Dutton’s Department Denies Delaying Chinese Student Visas for Political Reasons

A Chinese-language website popular in Australia claims up to 200 Chinese students have been left in limbo while they wait for visas.
 

The Department of Home Affairs, the new “super-ministry” whose minister is Peter Dutton, has strongly rejected claims it is deliberately delaying Chinese student visas, following stories in China’s state-run media and social media that claim the issue is “politically motivated” .

The Global Times story and an article by Australian Red Scarf – a populist, patriotic Chinese-language website popular with Chinese students in Australia – claimed between 100 and 200 Chinese students have been left in limbo while they wait for visas, with some being forced to look elsewhere to study.

The stories link the delays to months of tense relations between the countries over the question of covert Chinese Communist party influence in Australia, including within Australia’s universities.
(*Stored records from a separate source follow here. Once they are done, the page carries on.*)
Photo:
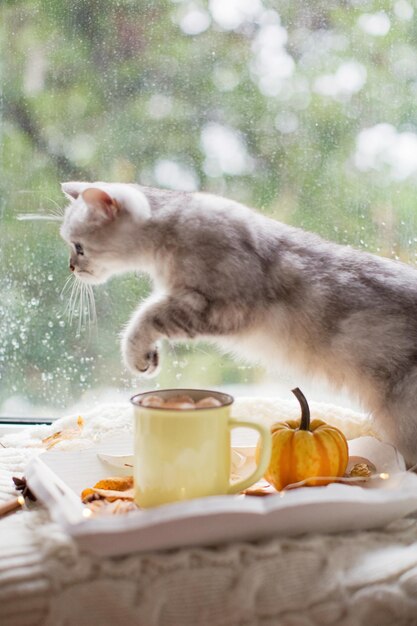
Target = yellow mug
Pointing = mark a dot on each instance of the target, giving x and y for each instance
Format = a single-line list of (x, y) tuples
[(184, 454)]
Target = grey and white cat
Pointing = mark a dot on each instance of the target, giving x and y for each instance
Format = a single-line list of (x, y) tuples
[(256, 287)]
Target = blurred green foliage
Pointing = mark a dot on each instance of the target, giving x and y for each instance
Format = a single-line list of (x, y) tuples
[(266, 102)]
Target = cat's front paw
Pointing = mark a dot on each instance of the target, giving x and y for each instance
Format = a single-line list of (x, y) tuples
[(145, 363)]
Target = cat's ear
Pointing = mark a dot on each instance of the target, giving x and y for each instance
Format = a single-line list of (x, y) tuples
[(73, 189), (100, 202)]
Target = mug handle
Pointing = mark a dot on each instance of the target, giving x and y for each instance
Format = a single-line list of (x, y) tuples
[(265, 453)]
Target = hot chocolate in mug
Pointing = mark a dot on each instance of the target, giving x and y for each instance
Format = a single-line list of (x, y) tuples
[(181, 454)]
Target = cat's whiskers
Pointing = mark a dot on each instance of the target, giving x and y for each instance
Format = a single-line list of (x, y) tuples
[(81, 303)]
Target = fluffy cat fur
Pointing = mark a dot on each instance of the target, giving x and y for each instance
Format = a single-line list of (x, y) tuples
[(257, 287)]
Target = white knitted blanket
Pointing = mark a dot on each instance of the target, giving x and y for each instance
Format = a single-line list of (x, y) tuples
[(351, 579)]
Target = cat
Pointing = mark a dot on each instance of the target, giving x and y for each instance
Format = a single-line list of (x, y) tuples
[(256, 287)]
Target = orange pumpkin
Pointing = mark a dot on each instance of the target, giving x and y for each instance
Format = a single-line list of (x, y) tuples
[(303, 450)]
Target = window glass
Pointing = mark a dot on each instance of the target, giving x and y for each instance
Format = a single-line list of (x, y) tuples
[(304, 110)]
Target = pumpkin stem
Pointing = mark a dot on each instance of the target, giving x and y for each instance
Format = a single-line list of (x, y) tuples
[(305, 409)]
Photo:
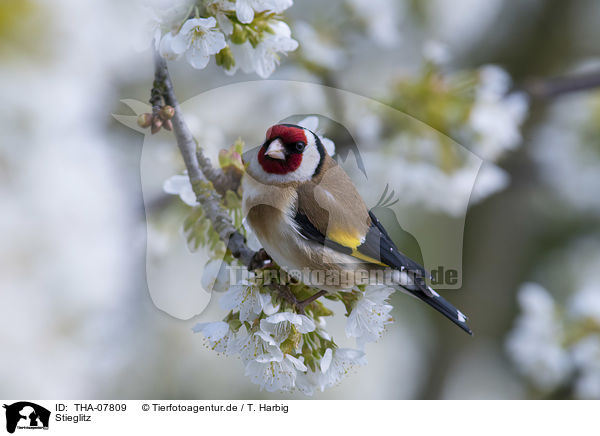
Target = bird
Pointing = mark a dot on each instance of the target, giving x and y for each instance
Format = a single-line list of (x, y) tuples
[(309, 217)]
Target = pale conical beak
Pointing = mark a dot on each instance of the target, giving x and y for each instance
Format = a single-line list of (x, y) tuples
[(276, 150)]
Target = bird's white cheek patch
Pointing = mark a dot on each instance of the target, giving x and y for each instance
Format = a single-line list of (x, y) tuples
[(310, 161)]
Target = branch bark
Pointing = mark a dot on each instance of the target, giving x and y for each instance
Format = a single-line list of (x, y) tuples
[(555, 87), (202, 174)]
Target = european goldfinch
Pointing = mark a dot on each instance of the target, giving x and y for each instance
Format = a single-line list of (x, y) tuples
[(308, 215)]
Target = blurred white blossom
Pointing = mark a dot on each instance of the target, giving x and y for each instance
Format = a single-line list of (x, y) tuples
[(565, 148), (318, 49), (557, 343), (380, 18), (180, 185), (535, 344), (496, 116), (245, 8)]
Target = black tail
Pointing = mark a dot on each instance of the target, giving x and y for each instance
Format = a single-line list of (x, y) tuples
[(445, 308)]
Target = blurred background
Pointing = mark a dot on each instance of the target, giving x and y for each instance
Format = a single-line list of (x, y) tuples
[(77, 188)]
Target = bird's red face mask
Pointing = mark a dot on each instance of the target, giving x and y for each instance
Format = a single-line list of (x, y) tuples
[(282, 151)]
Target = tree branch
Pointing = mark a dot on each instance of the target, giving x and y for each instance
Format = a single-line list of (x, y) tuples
[(200, 172), (555, 87)]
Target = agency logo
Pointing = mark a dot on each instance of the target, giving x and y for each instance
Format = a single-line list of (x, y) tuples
[(26, 415)]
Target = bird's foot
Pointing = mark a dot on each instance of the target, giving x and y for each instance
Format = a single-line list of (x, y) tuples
[(289, 296), (260, 260), (301, 305)]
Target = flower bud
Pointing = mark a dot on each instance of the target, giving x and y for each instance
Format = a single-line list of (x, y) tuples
[(166, 112), (156, 125), (225, 58), (145, 120), (239, 35)]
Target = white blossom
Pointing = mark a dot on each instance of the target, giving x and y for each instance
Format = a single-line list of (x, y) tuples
[(218, 9), (214, 276), (535, 342), (277, 328), (370, 315), (181, 185), (162, 17), (198, 39), (275, 375), (219, 335), (495, 116), (586, 357), (253, 347), (245, 9), (165, 47), (380, 18), (336, 364), (318, 49), (436, 52), (266, 55), (586, 303), (247, 299)]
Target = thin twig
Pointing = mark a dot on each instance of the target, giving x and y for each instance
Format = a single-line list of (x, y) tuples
[(555, 87)]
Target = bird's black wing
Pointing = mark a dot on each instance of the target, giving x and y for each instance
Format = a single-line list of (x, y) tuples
[(378, 248)]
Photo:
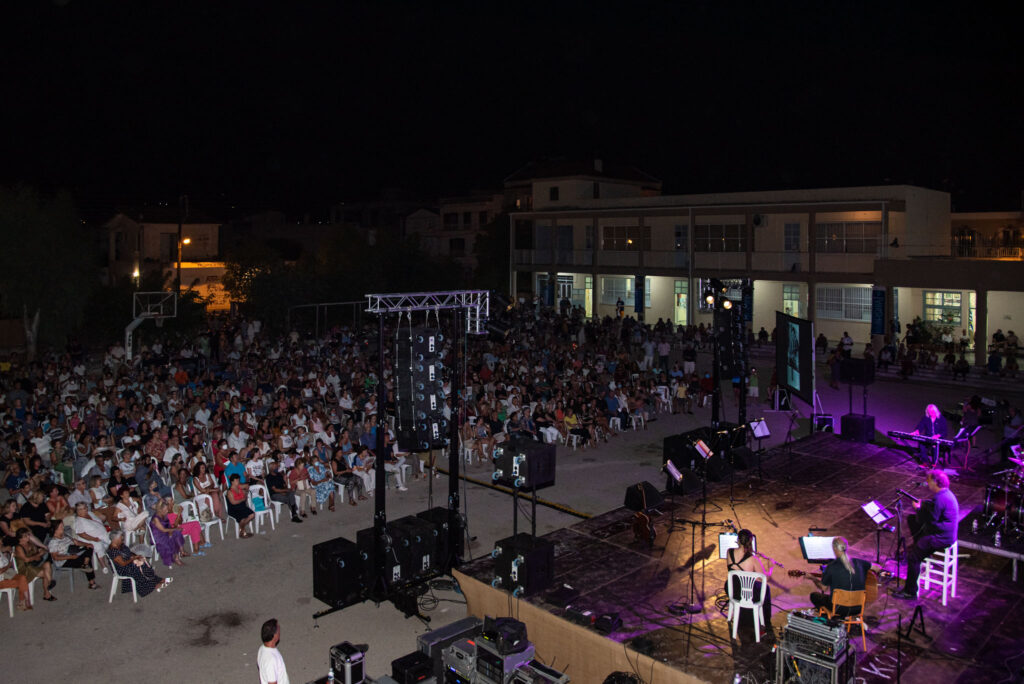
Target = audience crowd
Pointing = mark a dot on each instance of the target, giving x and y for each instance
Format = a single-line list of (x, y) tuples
[(121, 466)]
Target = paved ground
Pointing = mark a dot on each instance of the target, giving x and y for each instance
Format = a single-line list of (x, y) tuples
[(206, 627)]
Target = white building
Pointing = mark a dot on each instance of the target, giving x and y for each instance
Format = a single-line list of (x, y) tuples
[(813, 253)]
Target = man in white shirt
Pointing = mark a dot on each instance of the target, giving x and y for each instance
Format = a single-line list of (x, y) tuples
[(174, 449), (268, 659), (238, 439)]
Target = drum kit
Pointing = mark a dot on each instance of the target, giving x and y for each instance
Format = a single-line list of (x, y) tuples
[(1005, 503)]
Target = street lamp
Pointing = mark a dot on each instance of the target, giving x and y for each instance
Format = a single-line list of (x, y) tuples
[(177, 281)]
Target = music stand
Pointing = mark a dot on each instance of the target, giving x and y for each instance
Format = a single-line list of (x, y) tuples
[(880, 515), (759, 429)]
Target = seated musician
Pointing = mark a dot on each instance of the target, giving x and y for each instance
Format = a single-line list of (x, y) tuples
[(842, 572), (932, 425), (745, 559), (933, 526)]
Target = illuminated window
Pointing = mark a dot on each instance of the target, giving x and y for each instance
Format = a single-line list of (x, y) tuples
[(942, 306), (791, 299), (792, 238), (720, 238), (613, 288), (844, 303), (848, 238), (626, 238)]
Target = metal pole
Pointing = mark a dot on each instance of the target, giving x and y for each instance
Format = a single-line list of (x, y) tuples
[(455, 459), (380, 512)]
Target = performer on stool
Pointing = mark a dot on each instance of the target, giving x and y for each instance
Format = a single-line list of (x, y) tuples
[(742, 559), (843, 572), (932, 425), (933, 526)]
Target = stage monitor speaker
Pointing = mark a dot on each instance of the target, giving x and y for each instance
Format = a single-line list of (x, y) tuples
[(791, 665), (824, 423), (412, 668), (717, 468), (339, 572), (347, 663), (523, 565), (856, 371), (525, 464), (442, 519), (741, 458), (857, 427), (434, 643), (637, 495)]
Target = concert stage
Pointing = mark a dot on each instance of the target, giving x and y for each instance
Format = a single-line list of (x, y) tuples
[(820, 483)]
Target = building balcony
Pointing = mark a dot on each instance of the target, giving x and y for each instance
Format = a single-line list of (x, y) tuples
[(557, 257)]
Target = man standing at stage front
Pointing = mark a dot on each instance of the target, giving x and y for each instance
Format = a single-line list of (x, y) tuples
[(933, 526)]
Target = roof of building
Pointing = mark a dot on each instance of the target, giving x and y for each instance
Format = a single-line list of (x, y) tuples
[(595, 168)]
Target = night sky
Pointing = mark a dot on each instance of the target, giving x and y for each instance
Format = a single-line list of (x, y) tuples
[(263, 104)]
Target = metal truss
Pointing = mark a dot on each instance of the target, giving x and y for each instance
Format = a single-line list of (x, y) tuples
[(475, 302)]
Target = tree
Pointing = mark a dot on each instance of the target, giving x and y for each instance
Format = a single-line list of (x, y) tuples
[(47, 268)]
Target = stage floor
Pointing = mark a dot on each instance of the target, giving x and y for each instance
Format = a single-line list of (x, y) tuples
[(820, 482)]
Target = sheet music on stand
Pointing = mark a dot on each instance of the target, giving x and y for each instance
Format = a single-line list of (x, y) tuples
[(877, 512)]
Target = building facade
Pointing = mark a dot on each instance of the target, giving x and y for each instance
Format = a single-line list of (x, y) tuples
[(818, 254)]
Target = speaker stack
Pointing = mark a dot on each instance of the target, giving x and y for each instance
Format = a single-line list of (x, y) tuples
[(420, 390), (340, 572), (524, 464)]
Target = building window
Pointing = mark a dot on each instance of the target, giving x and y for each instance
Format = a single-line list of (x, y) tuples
[(626, 238), (681, 292), (523, 234), (791, 299), (719, 238), (792, 238), (682, 239), (839, 303), (613, 289), (942, 307), (848, 238)]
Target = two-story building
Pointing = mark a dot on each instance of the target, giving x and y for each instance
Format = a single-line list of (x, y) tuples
[(813, 253)]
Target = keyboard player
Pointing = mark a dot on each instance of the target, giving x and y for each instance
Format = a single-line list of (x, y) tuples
[(932, 425)]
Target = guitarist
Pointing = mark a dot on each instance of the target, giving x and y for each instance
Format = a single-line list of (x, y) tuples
[(933, 526), (842, 572)]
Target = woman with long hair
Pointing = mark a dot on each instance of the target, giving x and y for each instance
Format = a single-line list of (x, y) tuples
[(842, 572)]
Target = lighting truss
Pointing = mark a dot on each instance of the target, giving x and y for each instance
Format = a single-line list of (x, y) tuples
[(475, 302)]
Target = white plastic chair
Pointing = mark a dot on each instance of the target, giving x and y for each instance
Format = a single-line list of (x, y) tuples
[(116, 581), (748, 582), (267, 512), (941, 567), (11, 595), (32, 585), (205, 500)]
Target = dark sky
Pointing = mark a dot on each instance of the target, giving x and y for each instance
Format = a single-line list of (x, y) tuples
[(263, 103)]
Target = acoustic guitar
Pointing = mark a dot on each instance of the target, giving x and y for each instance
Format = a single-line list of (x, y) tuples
[(870, 582), (643, 526)]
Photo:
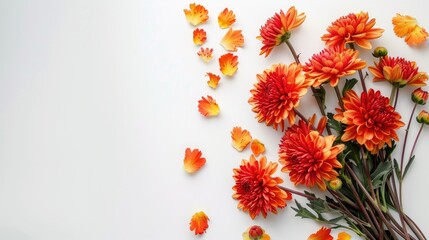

The number of Chinese students affected is unclear. Australia’s embassy in China conceded “a small number of postgraduate research students and research scholars have experienced visa delays, which is causing stress to some individuals”.

Guardian Australia understands that processing times for student visas from China, Iran and Malaysia have slowed since 2015, in part due to bureaucratic changes which introduced deeper risk assessments that involved more government departments. The delays are particularly affecting students on Chinese government-backed scholarships in sensitive science and technology fields, especially engineering.

Australia’s university sector is heavily reliant on full-fee paying international students for income, and more than 30% come from China, making any suggestion of a downturn in their numbers sensitive for the universities.

But Vicki Thomson from the Group of Eight, which represents the country’s older, research-intensive universities, said: “we have seen no increase in visa delays from our major markets and certainly no evidence of any political interference.” She added that processing delays experienced over the past two years had largely been resolved by the government.

“We will continue to monitor this issue given the absolute importance of researcher mobility to support Australia’s research and innovation sector,” she said.

The Global Times claimed a student from Jiangxi province using the pseudonym Valerie Wang had been forced to abandon her mechanical engineering PhD at UNSW after waiting more than eight months for a visa. She had a Chinese government scholarship, and was told up to 20 other prospective UNSW engineering scholars from China were facing the same delay, the newspaper reported on 12 March.

UNSW has been approached for comment.

The Australian Red Scarf article published anonymised correspondence between prospective students and Australian universities. It said students were upset about the delays because they had rejected offers from other overseas universities in favour of Australia and had not been given any timeline for resolution of their visa problem.

The authors blamed the delays on the “China threat theory” and media reports that equated Chinese students with spies.

“Those having a problem are those studying for a PhD or aster’s degree in science and engineering who have a full scholarship or are funded by the Chinese government,” the article said. “Students’ suspicions are not without reason … Some extremely irresponsible persons have repeatedly labelled overseas Chinese students as ‘spies’, accusing them of ‘stealing Australian technology’.”

The Department of Home Affairs said “claims the department is deliberately delaying Chinese student visas are incorrect”. As of 4 March, it said, 96% of Student (subclass 500) visa applications from China had been processed within six months. It said processing times are affected by “changing application volumes, complex cases and incomplete applications”.

The department said all visa applications must go through a formal process including health, character and security checks – 97% of the more than 80,000 Chinese student visa applications in 2016-17 were ultimately successful.

The latest figures available still reflect strong demand from China for an Australian education, despite ongoing concerns that tensions may discourage Chinese students from coming, or lead to retaliatory action from Beijing.

There was a 14.2% increase in visa applications from Chinese students intending to do postgraduate study in Australia for the period 1 July 2017 to 31 January 2018, compared with the same period the previous year, the Australian embassy in Beijing said.

Since 2016 UNSW has had a $100m “innovation partnership” with China’s Ministry of Science and Technology, which has earned criticism from security analysts for the perceived security risks such joint research might create, including the potential loss of sensitive technologies developed in Australia to Beijing.

The development comes as a group of 30 Australia-based China scholars condemned the tone of recent debate about Chinese influence, which they called the “racialised narrative of a vast official Chinese conspiracy”.

Led by Dr David Brophy, a Xinjiang expert from the University of Sydney, the academics submitted a letter to the parliamentary committee reviewing the proposed new espionage and foreign interference laws, arguing the laws themselves posed more of a threat to academic freedom in Australia than the Communist party.

“We situate ourselves in a strong Australian tradition of critical engagement with the Chinese political system, and it is precisely our expertise on China that leads us to be sceptical of key claims of this [bill],” they wrote. “We see no evidence, for example, that China is intent on exporting its political system to Australia, or that its actions aim at compromising our sovereignty.”

But in an indication of the heat in the debate, on social media other Australian China scholars rejected the letter, saying they were in favour of the new laws.